I have blogged about all of this over the last ~10 years. You can click the Star button to see some of the posts that I think are most reflective of this diary. There’s also a search engine for looking up key words. So, you will find that I’ve been very open about my situations from the very beginning of starting this blog in 2007. I’m happy and content with adult entertainment. I’ve been in it to one degree or another since 1998. I have almost 20 years in this now, and I’ve been totally free of asshole bosses and insecure office politics. And although I get burned out sometimes by the job, so does everyone in any career. When everything is put on the balance, I have far, far more positive experiences than negative.

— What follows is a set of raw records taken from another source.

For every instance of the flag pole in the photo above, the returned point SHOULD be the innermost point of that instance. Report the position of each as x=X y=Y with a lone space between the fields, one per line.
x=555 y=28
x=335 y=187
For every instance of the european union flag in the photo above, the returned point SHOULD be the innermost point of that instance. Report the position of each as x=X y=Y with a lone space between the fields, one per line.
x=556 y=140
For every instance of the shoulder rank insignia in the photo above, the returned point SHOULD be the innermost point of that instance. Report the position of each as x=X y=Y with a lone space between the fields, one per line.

In fact, (as I have said in the past on this site) IF MY BOYFRIENDS HAD BEEN 1/10 AS NICE TO ME AS MY CLIENTS HAVE BEEN I WOULD NEVER HAVE BEEN IN THIS POSITION IN THE FIRST PLACE. It is completely false to presume that a single boyfriend would be better for me than multiple clients. Boyfriends have ALWAYS undermined my life and put my life in jeopardy. I’m quite content to stay as I am.

So… does that explain everything?

10 jon daly { 07.19.16 at 10:47 pm }

Ok. I’ve read many of your other blogs, and they shed some light on your views on escorting and the adult entertainment biz. very interesting and insightful. good luck!